It’s action stations in the fight against dangerous climate change and Melbourne-based think tank ClimateWorks Australia is growing its ranks to tackle this increasingly urgent challenge.
Sometimes described as a “think-and-do-tank”, the not-for-profit research organisation that sits within the Monash Sustainable Development Institute has rejigged its internal structure to align with the climate action priority areas of the next 10 years.
“The next decade needs to be a transformational decade,” ClimateWorks Australia chief executive officer Anna Skarbek told The Fifth Estate.
“The UN has identified that we need to see a fivefold increase in climate action this decade, so we embedded that into our strategy that the board adopted in late 2019.”
The 60-person organisation is boosting its capabilities across seven teams, some of them new, representing the four physical systems of the economy that generate emission – cities, industry, energy and food, land and oceans – and the three “enablers” for reducing them – sustainable finance, sustainable corporates and sustainable economies.
Skarbek says the organisation has always worked across the seven areas but the new team structure, each with a dedicated lead, will help drive systemic change both locally and globally.
“We want to look for the systemic interventions that embed lasting action to decarbonisation.”
As the think tank relies on philanthropic funding, its work has traditionally followed the funding. Skarbek says the new strategic plan should see funding flow across the organisation more evenly so that no sectors get left behind.
Provided the funding comes in, Skarbek hopes to see the Southeast Asia program grow.
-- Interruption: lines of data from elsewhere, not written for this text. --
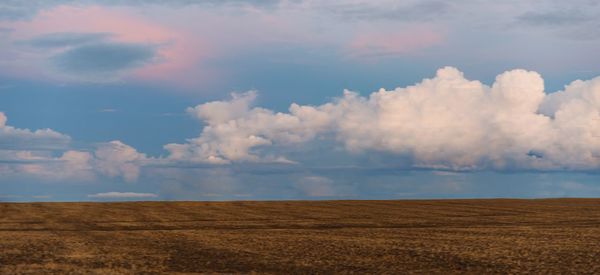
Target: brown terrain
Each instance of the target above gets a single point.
(420, 236)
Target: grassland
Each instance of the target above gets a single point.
(428, 236)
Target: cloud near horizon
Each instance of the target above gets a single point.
(447, 122)
(46, 154)
(442, 123)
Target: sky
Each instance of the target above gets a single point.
(301, 100)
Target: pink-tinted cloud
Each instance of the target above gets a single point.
(376, 44)
(177, 51)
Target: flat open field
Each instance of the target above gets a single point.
(427, 236)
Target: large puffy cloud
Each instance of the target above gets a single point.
(46, 154)
(112, 159)
(446, 122)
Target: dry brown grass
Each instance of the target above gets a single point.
(461, 236)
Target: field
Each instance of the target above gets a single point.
(420, 236)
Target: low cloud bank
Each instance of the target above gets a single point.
(122, 195)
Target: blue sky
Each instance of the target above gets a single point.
(241, 100)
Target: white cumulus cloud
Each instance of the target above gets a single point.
(446, 122)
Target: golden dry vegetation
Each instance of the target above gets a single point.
(421, 236)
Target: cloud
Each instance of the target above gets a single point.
(19, 10)
(554, 18)
(46, 154)
(316, 186)
(118, 159)
(372, 10)
(66, 39)
(103, 60)
(373, 44)
(15, 138)
(122, 195)
(447, 122)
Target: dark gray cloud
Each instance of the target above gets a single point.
(104, 59)
(66, 39)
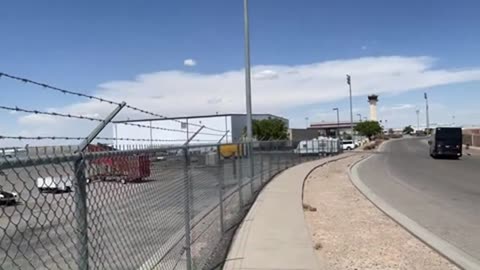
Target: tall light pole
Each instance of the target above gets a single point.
(338, 123)
(426, 111)
(418, 119)
(248, 85)
(349, 82)
(359, 117)
(248, 94)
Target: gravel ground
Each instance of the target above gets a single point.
(349, 232)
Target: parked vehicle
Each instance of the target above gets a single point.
(317, 146)
(61, 183)
(8, 198)
(446, 142)
(348, 145)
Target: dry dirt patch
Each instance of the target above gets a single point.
(349, 232)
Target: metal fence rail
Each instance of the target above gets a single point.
(142, 208)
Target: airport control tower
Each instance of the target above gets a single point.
(372, 100)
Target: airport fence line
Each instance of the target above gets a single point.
(141, 207)
(471, 139)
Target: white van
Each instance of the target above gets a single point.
(348, 145)
(61, 183)
(317, 146)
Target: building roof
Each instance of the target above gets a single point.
(331, 125)
(197, 116)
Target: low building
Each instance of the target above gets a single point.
(302, 134)
(329, 129)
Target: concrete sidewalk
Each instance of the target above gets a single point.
(274, 234)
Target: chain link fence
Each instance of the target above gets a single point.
(136, 207)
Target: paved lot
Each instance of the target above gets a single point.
(440, 194)
(128, 224)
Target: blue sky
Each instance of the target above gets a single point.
(84, 44)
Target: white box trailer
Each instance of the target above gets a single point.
(318, 146)
(62, 183)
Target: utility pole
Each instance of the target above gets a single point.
(338, 123)
(248, 95)
(359, 117)
(418, 119)
(426, 111)
(248, 90)
(349, 82)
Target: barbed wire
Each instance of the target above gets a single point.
(70, 92)
(6, 137)
(66, 115)
(57, 114)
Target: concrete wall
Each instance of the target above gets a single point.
(299, 134)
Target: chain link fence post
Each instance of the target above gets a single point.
(81, 214)
(261, 168)
(187, 214)
(251, 169)
(220, 189)
(240, 173)
(269, 160)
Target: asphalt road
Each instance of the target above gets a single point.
(442, 195)
(128, 224)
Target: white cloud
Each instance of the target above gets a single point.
(275, 88)
(266, 74)
(189, 62)
(398, 107)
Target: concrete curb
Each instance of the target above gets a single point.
(450, 252)
(299, 247)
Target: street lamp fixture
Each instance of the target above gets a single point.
(337, 134)
(349, 82)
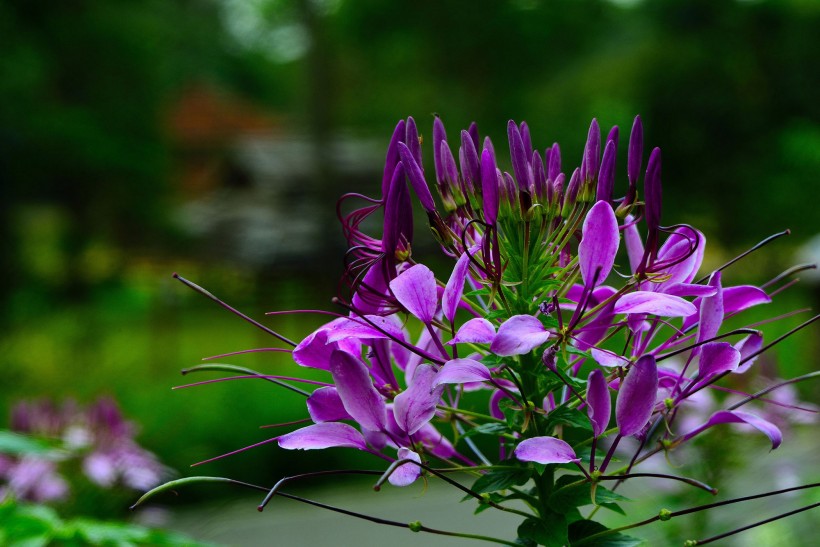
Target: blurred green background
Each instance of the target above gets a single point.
(212, 138)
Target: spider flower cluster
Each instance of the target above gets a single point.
(578, 314)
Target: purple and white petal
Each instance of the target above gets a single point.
(407, 473)
(654, 303)
(416, 405)
(633, 243)
(518, 335)
(545, 450)
(599, 244)
(415, 289)
(460, 371)
(748, 348)
(599, 406)
(325, 405)
(636, 396)
(325, 435)
(742, 297)
(717, 358)
(737, 417)
(711, 311)
(355, 388)
(475, 331)
(455, 288)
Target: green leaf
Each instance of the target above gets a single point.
(501, 479)
(585, 528)
(177, 483)
(551, 530)
(569, 416)
(572, 491)
(490, 428)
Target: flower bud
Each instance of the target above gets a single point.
(519, 156)
(652, 190)
(489, 185)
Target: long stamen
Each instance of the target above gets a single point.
(233, 310)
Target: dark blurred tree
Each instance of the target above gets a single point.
(83, 89)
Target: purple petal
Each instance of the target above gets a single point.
(606, 177)
(468, 157)
(315, 350)
(361, 328)
(518, 335)
(545, 450)
(742, 297)
(608, 359)
(455, 288)
(460, 371)
(599, 244)
(412, 141)
(416, 176)
(359, 397)
(747, 347)
(326, 435)
(634, 158)
(592, 152)
(392, 157)
(439, 136)
(599, 405)
(398, 214)
(652, 190)
(519, 155)
(554, 165)
(737, 416)
(415, 289)
(407, 473)
(633, 243)
(636, 396)
(653, 303)
(416, 405)
(711, 311)
(717, 358)
(325, 405)
(489, 187)
(689, 289)
(476, 331)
It currently has three staff in Jakarta but hopes to expand its presence in this important region, starting with Indonesia.
Transport a focus
Skarbek stresses that every sector needs urgent attention to decarbonise, but that transport will be a focus for 2021, which represents close to a fifth of Australia’s emissions and is showing no signs of slowing.
The federal government’s electric vehicle strategy was leaked to the ABC on Tuesday, which experts have already criticised for lacking ambition. Funding for charging infrastructure was flagged in the leaked discussion paper but there was no mention of financial incentives to encourage motorist to buy an EV or a target for sales.
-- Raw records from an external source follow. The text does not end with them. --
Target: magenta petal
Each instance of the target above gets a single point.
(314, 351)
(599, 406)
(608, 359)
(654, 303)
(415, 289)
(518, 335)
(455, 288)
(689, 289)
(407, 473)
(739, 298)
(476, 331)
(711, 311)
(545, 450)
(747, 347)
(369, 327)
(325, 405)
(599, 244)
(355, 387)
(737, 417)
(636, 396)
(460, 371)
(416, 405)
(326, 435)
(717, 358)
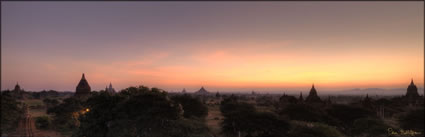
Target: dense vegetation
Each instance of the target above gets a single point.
(11, 112)
(150, 112)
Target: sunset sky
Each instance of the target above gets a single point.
(223, 46)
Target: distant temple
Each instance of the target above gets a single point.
(367, 102)
(83, 88)
(301, 99)
(110, 89)
(312, 96)
(412, 96)
(17, 88)
(202, 91)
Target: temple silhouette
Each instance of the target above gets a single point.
(83, 88)
(313, 97)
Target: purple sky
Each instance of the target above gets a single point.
(219, 45)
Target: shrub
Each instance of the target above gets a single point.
(42, 122)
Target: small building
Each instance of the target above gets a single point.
(83, 88)
(110, 89)
(313, 97)
(202, 91)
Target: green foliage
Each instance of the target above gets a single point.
(369, 127)
(65, 115)
(136, 111)
(413, 120)
(50, 102)
(243, 117)
(42, 122)
(346, 114)
(305, 129)
(192, 107)
(11, 112)
(304, 112)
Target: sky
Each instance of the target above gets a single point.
(223, 46)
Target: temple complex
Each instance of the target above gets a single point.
(312, 96)
(202, 91)
(83, 88)
(110, 89)
(412, 96)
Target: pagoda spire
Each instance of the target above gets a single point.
(301, 96)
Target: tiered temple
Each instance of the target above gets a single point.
(83, 88)
(313, 97)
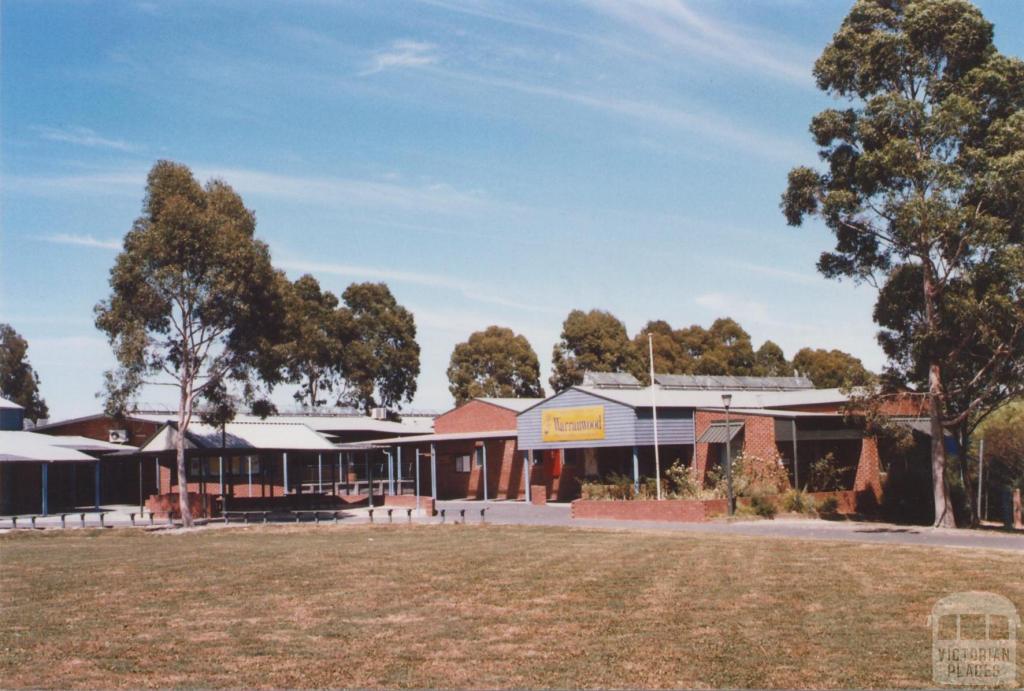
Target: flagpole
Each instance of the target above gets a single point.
(653, 408)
The think tank has also poured a lot of energy into land and heavy industry, which had previously received scant attention from other groups supporting the clean energy transitions. These sectors, some of which are notoriously difficult to decarbonise such as the manufacturing sector, will remain a priority, she says.
The outlook for 2021 is more positive than anticipated
Overall, Skarbek is feeling more positive in the closing chapter of 2020 than she expected.
The good news is that the companies decarbonisation pathways series has shown that every sector has the technology is needs to get to net zero, including the built environment.
Technology has also shown to outperform once it has the market momentum it needs to keep it going.
“I have more hope that market momentum can keep it going. There’s already consumer sentiment, where they do prefer a carbon neutral option, and the there’s a net zero emission option in every sector.
“So the task now is to normalise it, and make it widespread. That will take some proactive buyer and policy settings in the coming few years.”